The pattern identifies age values based on the following criteria:

  • Format: Numeric values from 0 through 129 (inclusive), with an optional decimal portion, in one of these shapes:

    Format Example
    With unit suffix 45 years old, 32 yo, 67 years, 21 yrs, 8 yr old, 55 yo, 10 y.o.
    Bare numeric 45, 12.5, 73

    Word boundaries prevent matching digit substrings inside longer numbers.

  • Structured rules: Only a strict rule ships by default — Age Strict requires both c_AGE (pattern match) and m_AGE_KEYWORD (column-name keyword). There is no review fallback rule for structured data, because bare numeric values in unrelated columns (quantities, years, IDs) produce unacceptable false-positive rates without column-name context.

  • Unstructured rules: The bundled rule rule_age requires c_AGE and c_AGE_KEYWORD within a 5-word proximity window. Use Discovery → Rules Mapping to confirm c_AGE maps to AGE.
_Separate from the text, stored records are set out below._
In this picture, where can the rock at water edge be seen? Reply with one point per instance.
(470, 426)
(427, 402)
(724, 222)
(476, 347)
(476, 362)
Pattern name Apply for Content feature key Test value
AGE file_content, table_column c_AGE 45 years old

Overlap with other detectors

Bare numeric age values can overlap with quantities, years, and other short numeric fields. Prefer the Age Strict structured rule (pattern + column keyword) rather than enabling pattern-only detection on wide tables. Review DOB / date-of-birth rules if your program classifies birth dates separately from age.

Quick checklist

  • Enable the AGE tag.
  • Enable the AGE pattern under Discovery → Patterns.
  • Enable AGE_KEYWORD dictionary and link the AGE tag.
  • Enable Age Strict structured rule and rule_age unstructured rule; confirm Rules Mapping for c_AGE.

Gender Pattern

The GENDER pattern detects gender or sex values commonly stored in demographic, healthcare, and HR datasets. Tag: GENDER.

Tip

The tag, pattern, and dictionary are disabled by default; rules are enabled by default. To detect gender values in your data, enable the following in the portal:

  • Tag: Enable the GENDER tag (Tags).
  • Pattern: Enable the GENDER pattern (Patterns). The bundled pattern name is GENDER; the content feature key is c_GENDER.
  • Dictionary: Enable the GENDER_KEYWORD dictionary if you use the strict rule (Dictionaries). See Gender Keyword.
  • Rules: Ensure the Gender Strict and Gender structured rules and the unstructured rule rule_gender are present and enabled (Rules).

The pattern identifies gender values based on the following criteria:

  • Format: Single-letter codes and common full-word values, including:

    Category Examples
    Single-letter codes M, F, X, U, O (case-insensitive)
    Full words male, female, non-binary, non binary, intersex, other, unspecified, unknown, transgender, genderqueer, agender, cisgender
    Declined to answer prefer not to say, prefer not to disclose, not applicable

    Word boundaries prevent matching gender tokens inside longer words.

  • Structured rules:

    • Gender Strictc_GENDER + m_GENDER_KEYWORD → high-confidence (ACTUAL_SCORE).
    • Genderc_GENDER without m_GENDER_KEYWORD → review score.
  • Unstructured rules: The bundled rule rule_gender requires c_GENDER and c_GENDER_KEYWORD within a 5-word proximity window. Use Discovery → Rules Mapping to confirm c_GENDER maps to GENDER.

Pattern name Apply for Content feature key Test value
GENDER file_content, table_column c_GENDER female

Quick checklist

  • Enable the GENDER tag.
  • Enable the GENDER pattern under Discovery → Patterns.
  • Enable GENDER_KEYWORD dictionary and link the GENDER tag.
  • Enable Gender Strict and Gender structured rules and rule_gender unstructured rule; confirm Rules Mapping for c_GENDER.

Conclusion

Patterns provide regex-based value detection for formats that do not need a full heuristic model. Combine patterns with keyword dictionaries in rules to reduce false positives — especially for fields like age where bare numbers are ambiguous without column-name context.